Olufela Olusegun Ransome-Kuti, best known as Fela Anikulapo Kuti was born in Abeokuta, Nigeria into an upper-middle class family on the 15th of October, 1938. His mother, Funmilayo Ransome-Kuti was a feminist activist in the anti-colonial movement while his father, Reverend Israel Ransome-Kuti was the first president of the Nigerian Union of Teachers.
Fela was sent to London in 1958 to study medicine but he decided to study music instead.

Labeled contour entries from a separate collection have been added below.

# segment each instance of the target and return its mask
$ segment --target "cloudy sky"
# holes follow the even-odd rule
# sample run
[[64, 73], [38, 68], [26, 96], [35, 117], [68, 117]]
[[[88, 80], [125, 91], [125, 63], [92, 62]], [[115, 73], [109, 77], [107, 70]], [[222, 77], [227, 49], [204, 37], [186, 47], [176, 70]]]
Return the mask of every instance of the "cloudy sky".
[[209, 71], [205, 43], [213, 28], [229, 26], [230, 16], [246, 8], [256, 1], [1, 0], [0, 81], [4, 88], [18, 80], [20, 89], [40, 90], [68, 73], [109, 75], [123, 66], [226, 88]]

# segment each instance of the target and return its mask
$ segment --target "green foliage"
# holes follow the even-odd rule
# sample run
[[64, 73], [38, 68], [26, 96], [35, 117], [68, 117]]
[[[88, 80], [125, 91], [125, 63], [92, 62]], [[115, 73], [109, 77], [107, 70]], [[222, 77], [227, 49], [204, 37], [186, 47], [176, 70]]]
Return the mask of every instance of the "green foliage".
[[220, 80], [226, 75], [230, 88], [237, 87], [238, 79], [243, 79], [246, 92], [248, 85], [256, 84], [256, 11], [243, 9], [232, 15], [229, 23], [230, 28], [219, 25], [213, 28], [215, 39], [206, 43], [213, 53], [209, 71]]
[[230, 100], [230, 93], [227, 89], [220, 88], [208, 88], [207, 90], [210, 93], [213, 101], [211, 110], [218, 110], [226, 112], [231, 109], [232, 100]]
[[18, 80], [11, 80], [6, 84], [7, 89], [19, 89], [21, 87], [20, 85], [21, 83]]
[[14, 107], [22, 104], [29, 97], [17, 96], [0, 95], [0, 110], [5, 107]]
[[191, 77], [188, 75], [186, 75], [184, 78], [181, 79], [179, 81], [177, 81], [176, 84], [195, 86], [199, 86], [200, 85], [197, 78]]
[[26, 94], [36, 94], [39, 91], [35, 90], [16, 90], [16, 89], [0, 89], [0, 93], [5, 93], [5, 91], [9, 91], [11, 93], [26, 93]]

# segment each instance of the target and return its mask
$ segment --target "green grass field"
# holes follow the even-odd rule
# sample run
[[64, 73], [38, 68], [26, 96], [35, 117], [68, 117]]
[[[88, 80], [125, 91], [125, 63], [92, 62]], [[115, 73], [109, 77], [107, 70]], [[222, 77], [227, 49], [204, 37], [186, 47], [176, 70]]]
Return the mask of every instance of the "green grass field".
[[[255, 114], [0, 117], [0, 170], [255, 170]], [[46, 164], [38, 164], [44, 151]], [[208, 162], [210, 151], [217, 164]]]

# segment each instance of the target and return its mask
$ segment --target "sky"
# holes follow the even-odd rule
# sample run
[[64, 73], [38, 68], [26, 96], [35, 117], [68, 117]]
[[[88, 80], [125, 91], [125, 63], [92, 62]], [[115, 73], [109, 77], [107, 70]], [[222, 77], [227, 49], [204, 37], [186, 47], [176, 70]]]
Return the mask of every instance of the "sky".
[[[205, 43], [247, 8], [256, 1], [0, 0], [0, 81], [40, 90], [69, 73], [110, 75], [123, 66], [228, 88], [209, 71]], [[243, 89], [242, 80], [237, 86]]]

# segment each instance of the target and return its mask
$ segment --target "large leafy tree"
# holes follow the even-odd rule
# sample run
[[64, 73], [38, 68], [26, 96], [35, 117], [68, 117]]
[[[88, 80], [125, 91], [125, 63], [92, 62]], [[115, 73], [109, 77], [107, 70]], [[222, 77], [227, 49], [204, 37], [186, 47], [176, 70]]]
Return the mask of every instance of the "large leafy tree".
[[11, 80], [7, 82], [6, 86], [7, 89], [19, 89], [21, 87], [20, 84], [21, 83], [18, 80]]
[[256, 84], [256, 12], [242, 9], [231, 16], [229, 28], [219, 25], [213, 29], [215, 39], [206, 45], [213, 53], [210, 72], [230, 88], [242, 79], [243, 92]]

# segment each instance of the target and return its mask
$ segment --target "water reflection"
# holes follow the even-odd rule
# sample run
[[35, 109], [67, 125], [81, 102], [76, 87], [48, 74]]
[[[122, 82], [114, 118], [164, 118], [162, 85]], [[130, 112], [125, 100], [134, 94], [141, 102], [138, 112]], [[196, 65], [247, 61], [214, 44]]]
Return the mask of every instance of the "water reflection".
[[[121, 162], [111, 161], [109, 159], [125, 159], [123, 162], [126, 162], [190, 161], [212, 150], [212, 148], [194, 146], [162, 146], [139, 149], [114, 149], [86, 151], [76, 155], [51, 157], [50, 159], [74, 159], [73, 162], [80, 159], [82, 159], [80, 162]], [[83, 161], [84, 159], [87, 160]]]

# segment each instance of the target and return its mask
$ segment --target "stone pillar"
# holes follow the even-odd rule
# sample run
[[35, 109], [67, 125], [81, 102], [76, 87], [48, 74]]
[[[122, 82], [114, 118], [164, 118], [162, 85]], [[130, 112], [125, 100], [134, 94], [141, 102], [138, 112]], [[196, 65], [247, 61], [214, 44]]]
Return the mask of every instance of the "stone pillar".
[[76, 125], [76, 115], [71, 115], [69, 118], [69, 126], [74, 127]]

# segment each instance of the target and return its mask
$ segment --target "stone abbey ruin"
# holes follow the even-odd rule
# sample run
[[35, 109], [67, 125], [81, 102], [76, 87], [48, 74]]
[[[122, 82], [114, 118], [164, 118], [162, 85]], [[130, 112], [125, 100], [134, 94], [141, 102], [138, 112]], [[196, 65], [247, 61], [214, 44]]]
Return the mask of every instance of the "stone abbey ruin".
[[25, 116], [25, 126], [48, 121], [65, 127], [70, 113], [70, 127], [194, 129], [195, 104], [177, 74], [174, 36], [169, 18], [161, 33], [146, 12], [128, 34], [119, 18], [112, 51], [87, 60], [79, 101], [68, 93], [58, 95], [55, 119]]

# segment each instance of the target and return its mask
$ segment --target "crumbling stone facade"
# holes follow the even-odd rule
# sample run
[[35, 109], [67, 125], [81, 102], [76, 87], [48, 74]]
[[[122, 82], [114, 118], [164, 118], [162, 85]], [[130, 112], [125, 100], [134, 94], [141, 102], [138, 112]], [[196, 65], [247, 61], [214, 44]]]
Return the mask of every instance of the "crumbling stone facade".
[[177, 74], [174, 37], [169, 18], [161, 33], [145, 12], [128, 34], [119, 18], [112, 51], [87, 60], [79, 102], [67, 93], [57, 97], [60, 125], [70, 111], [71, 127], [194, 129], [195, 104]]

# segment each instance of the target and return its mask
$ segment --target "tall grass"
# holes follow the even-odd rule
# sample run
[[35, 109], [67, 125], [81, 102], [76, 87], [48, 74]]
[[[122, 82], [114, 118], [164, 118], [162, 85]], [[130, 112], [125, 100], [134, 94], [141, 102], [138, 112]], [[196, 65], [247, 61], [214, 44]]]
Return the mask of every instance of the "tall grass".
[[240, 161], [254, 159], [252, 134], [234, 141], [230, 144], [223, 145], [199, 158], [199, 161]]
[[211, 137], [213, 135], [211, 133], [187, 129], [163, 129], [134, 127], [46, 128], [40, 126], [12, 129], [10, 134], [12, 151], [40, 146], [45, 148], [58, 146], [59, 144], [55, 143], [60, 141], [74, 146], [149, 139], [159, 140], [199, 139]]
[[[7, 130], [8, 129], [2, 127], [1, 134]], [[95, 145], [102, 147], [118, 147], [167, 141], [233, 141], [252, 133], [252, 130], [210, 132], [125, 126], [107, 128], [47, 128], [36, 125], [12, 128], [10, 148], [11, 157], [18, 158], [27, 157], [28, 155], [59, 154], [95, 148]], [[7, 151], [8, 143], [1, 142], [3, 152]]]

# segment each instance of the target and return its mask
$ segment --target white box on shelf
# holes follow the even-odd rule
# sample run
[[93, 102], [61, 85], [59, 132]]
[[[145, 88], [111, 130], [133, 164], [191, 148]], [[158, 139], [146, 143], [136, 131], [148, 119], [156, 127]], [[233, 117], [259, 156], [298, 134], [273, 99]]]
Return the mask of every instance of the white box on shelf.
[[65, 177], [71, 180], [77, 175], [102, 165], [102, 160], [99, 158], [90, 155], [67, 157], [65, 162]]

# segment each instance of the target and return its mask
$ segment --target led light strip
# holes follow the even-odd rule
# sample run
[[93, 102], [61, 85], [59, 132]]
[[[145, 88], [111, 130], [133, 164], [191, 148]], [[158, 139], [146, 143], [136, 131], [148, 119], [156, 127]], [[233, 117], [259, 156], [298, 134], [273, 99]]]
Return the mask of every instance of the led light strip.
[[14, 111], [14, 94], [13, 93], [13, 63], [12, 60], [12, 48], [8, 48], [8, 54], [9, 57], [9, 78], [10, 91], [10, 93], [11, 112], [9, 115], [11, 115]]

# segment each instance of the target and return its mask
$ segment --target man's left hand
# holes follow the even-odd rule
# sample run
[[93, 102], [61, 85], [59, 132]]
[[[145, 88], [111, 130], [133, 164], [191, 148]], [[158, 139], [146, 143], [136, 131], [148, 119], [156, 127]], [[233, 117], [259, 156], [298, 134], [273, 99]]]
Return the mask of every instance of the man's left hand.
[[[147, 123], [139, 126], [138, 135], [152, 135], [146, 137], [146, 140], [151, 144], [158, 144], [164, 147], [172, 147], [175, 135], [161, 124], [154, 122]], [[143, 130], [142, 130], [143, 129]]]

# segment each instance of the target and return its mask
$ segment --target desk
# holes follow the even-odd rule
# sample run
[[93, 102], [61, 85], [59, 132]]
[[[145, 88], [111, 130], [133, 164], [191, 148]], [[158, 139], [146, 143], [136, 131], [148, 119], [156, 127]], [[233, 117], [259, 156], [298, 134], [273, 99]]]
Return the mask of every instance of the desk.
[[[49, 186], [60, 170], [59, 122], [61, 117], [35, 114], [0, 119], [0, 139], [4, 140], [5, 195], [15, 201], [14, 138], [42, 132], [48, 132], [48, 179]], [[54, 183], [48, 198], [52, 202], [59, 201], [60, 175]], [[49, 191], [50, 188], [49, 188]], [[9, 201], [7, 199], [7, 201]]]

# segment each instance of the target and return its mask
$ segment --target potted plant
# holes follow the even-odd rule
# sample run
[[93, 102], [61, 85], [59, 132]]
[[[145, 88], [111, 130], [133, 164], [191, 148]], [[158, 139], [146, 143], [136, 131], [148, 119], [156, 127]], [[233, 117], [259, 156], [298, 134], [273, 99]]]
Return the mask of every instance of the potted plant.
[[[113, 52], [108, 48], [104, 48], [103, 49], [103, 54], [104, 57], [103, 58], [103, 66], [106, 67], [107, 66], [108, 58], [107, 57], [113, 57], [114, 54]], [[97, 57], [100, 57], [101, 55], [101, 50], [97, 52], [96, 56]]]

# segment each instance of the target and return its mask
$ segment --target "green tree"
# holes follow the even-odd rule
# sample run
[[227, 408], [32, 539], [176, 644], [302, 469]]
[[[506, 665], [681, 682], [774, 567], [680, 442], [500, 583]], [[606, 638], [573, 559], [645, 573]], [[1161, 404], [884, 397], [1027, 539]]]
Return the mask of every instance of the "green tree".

He formed the band Koola Lobitos, playing a fusion of highlife and jazz. He married his first wife, Remilekun Taylor in 1960 and in 1967, he went to Ghana to think up a new musical direction after which he began calling his music Afrobeat. In 1977, Fela and his newly renamed band, Afrika’70, released the album Zombie in which they described and lampooned the methods of the Nigerian military and this album was a smash hit. Due to this, Fela suffered major losses and was severely beaten. He also formed his own political party called Movement of the People, putting himself forward for president for more than a decade but his candidature was refused. Fela was announced dead on the 3rd of Augur, 1997 from Kaposi sarcoma brought on by AIDS. Rumor had it that Fela had refused treatment before his death.
Fela’s life as a person, a musician and as an activist can’t be easily described or summarized but he managed to combine them and the product was his eccentric character. Though I believe the spirit of activism runs in the blood of the Kutis; Fela was a first cousin to the Nigerian writer and Nobel Laureate, Wole Soyinka. Fela’s music was a complex fusion of Jazz, Funk, Highlife, Psychedelic Rock and traditional African chants and rhythms. His music had this head-bobbing, powerful, funky feeling to it as well as simple but hard hitting lyrics. Yes, he exhibited some….weird traits but never failed in the area of speaking up his mind. He was quick to judge the irrational decisions taken by the government.
In other words, He used a very simple style, music, to fight for what he believed and simply spoke the truth. Fela is dead but his legacy lives on. After all he did say “I no be gentleman at all..”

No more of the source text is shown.